P-Type NiO Junction Termination Extension Grown by Pulsed Laser Deposition in Vertical $\beta$-Ga$_{\text{2}}$O$_{\text{3}}$ Schottky Barrier Diode

A p-type NiO junction termination extension (JTE) was incorporated into a $\beta $ -gallium oxide (Ga $_{\text{2}}$ O $_{\text{3}}$ ) Schottky barrier diode (SBD). To mitigate plasma damage on the Ga $_{\text{2}}$ O $_{\text{3}}$ surface, pulsed laser deposition (PLD) was employed for growing the NiO layer as the JTE, replacing the conventional radio frequency (RF) magnetron sputtering. Prior to the PLD process, the anode was prepared. During PLD, the substrate experienced heating, inducing an annealing effect on the device. This effect was characterized by an increase in the differential specific on-resistance ( $\textit{R}_{\text{\biosc{on},sp}}$ ) and turn-on voltage ( $\textit{V}_{\biosc{on}}$ ) based on the I–V characteristics analysis.
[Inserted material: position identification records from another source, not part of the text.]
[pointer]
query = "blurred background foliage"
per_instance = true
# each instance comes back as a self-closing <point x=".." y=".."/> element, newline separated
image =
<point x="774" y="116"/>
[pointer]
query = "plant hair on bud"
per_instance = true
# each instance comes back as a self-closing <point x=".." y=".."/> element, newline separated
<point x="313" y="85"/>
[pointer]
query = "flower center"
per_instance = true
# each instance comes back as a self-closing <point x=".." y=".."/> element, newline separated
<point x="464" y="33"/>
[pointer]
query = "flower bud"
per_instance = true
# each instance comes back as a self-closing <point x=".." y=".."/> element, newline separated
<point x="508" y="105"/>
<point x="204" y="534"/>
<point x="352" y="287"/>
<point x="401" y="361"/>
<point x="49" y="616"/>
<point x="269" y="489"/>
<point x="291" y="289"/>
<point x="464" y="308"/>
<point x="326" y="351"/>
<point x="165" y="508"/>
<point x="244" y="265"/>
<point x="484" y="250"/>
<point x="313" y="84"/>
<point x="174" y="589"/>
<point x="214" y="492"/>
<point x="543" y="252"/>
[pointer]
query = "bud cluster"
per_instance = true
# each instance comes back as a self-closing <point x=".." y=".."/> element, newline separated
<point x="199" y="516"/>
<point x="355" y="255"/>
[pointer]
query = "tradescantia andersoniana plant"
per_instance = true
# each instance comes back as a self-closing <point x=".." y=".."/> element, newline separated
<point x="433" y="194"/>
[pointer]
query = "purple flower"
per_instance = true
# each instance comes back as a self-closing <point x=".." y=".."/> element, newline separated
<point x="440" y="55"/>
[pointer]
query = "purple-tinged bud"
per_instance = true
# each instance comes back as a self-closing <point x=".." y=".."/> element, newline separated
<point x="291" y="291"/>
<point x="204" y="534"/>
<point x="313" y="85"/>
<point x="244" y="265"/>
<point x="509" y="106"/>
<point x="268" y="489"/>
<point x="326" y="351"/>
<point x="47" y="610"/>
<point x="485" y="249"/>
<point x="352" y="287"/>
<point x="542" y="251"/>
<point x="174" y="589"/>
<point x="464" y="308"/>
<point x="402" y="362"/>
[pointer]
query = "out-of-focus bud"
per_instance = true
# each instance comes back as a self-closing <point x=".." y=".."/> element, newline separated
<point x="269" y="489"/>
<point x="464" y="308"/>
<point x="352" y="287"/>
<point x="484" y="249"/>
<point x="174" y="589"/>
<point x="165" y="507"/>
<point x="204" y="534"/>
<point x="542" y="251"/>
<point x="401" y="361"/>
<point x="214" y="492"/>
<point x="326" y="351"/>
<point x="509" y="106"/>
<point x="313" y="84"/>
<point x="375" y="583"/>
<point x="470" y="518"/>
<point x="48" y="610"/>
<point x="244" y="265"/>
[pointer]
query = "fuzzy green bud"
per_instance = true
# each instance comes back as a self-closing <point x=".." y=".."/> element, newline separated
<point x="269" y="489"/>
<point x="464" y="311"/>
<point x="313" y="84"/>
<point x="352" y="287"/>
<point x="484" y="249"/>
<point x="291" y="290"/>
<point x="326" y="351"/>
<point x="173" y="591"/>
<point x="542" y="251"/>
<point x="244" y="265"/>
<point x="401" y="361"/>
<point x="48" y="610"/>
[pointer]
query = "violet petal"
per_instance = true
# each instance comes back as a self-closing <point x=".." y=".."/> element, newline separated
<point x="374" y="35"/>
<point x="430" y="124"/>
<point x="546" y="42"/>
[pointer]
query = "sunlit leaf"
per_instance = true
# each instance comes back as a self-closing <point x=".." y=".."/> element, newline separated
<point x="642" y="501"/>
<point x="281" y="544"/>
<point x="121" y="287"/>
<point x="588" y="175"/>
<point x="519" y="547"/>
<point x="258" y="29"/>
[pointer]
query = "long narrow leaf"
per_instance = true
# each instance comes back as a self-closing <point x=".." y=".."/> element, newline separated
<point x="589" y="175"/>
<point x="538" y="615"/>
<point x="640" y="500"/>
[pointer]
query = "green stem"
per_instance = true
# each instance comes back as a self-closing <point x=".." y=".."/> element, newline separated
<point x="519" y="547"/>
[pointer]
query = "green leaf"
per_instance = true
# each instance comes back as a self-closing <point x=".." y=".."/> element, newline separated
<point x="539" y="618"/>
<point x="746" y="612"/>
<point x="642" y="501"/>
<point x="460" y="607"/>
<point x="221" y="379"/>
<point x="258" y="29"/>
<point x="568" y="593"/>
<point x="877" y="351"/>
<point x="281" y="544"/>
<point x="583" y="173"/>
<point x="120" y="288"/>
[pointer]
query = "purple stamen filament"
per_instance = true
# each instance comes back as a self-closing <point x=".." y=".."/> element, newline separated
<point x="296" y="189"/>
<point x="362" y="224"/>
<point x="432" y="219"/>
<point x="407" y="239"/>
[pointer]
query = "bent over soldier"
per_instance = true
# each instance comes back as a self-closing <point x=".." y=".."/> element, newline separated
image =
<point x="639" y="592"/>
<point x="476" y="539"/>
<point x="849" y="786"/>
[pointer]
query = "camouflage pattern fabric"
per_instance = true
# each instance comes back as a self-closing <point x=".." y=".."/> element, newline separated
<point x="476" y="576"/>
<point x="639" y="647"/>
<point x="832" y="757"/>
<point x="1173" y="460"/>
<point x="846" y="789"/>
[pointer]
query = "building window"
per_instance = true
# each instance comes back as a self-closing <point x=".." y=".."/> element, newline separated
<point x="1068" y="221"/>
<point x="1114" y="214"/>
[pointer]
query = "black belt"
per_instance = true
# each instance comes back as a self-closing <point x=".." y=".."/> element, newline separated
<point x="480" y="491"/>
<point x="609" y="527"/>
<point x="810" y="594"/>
The interface trap density also decreased from 2.65 $\times$ 10 $^{\text{12}}$ –1.76 $\times$ 10 $^{\text{12}}$ cm $^{-\text{2}}$ eV $^{-\text{1}}$ to 1.03 $\times$ 10 $^{\text{12}}$ –0.59 $\times$ 10 $^{\text{12}}$ cm $^{-\text{2}}$ eV $^{-\text{1}}$ , as demonstrated by frequency-dependent capacitance and conductance measurements, indicating an improved interface between anode and Ga $_{\text{2}}$ O $_{\text{3}}$ . The breakdown characteristics showed that the SBD with NiO-JTE achieved an improved breakdown voltage from 332 to 807 V, corresponding to a remarkable 143% increase. It is due to the fact that the NiO JTE can alleviate the electric field and reduce the peak electric field at the anode edge. The incorporation of the NiO-JTE by PLD in this study provides a valuable route to develop high performance in Ga $_{\text{2}}$ O $_{\text{3}}$ SBDs.